For me, Toulmin’s most influential work was was his book Cosmopolis, which identified and deconstructed the main biases evident in contemporary western culture since the work of Descartes:

  • A bias for the written over the oral
  • A bias for the universal over the particular
  • A bias for the general over the local
  • A bias for the timeless over the timely.

Formal logic as a theory of human reasoning can be seen as example of these biases at work. In contrast, argumentation theory attempts to reclaim the theory of reasoning from formal logic with an approach able to deal with conflicts and gaps, and with special cases, and less subject to such biases.    Norm’s dispute with Larry Teabag is a recent example of resistance to the puritanical, Descartian desire to impose abstract formalisms onto practical reasoning quite contrary to local and particular sense.

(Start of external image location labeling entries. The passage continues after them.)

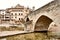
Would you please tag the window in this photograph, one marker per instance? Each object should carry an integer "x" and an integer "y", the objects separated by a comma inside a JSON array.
[
  {"x": 11, "y": 13},
  {"x": 19, "y": 13},
  {"x": 26, "y": 10},
  {"x": 15, "y": 13}
]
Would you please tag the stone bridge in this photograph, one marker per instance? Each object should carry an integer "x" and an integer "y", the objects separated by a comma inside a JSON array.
[{"x": 44, "y": 16}]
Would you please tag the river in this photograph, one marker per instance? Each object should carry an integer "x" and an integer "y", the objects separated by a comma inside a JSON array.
[{"x": 33, "y": 36}]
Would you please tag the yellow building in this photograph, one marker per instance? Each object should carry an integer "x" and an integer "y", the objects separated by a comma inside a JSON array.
[{"x": 18, "y": 13}]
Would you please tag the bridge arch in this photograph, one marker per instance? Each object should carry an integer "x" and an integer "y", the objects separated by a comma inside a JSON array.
[{"x": 42, "y": 23}]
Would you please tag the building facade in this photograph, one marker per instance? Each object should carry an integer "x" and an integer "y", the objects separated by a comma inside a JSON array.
[{"x": 15, "y": 14}]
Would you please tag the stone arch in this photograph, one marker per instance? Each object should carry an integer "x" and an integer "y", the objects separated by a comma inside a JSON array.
[{"x": 42, "y": 23}]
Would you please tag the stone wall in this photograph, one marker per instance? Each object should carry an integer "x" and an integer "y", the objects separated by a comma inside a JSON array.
[{"x": 51, "y": 10}]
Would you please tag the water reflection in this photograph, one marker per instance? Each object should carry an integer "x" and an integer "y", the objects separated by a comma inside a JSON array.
[{"x": 34, "y": 36}]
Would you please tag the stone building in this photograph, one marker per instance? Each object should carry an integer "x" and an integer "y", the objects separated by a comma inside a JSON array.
[
  {"x": 14, "y": 14},
  {"x": 18, "y": 13},
  {"x": 44, "y": 16}
]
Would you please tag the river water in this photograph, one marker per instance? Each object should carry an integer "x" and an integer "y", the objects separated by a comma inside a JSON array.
[{"x": 34, "y": 36}]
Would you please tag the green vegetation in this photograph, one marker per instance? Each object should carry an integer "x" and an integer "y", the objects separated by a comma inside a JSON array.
[{"x": 31, "y": 36}]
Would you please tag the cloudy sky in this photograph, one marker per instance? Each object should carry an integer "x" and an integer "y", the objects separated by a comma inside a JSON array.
[{"x": 27, "y": 3}]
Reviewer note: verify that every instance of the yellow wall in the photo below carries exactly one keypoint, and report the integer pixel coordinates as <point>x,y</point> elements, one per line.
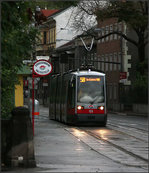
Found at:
<point>19,92</point>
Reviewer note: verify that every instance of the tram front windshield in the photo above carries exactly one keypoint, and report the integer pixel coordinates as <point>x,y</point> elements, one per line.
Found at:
<point>90,89</point>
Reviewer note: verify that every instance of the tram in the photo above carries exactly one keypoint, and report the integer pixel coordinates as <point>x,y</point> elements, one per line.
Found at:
<point>78,97</point>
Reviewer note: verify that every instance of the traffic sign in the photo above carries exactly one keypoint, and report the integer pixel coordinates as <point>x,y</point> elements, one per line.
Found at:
<point>42,67</point>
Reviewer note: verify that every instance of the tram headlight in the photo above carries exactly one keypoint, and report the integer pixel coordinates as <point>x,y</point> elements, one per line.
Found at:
<point>80,107</point>
<point>101,108</point>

Another instance of Descartian autism is the widespread deletion of economic history from gradaute programs in economics and the associated priviliging of deductive reasoning in abstract mathematical models over other forms of argument (eg, narrative accounts, laboratory and field experiments, field samples and surveys, computer simulation, etc) in economic theory.  One consequence of this autism is the Great Moral Failure of Macroeconomics in the Great World Recession of 2008-onwards.

References:

S. E. Toulmin [1958]:  The Uses of Argument.  Cambridge, UK: Cambridge University Press. 

S. E. Toulmin [1990]: Cosmopolis:  The Hidden Agenda of Modernity.  Chicago, IL, USA: University of Chicago Press.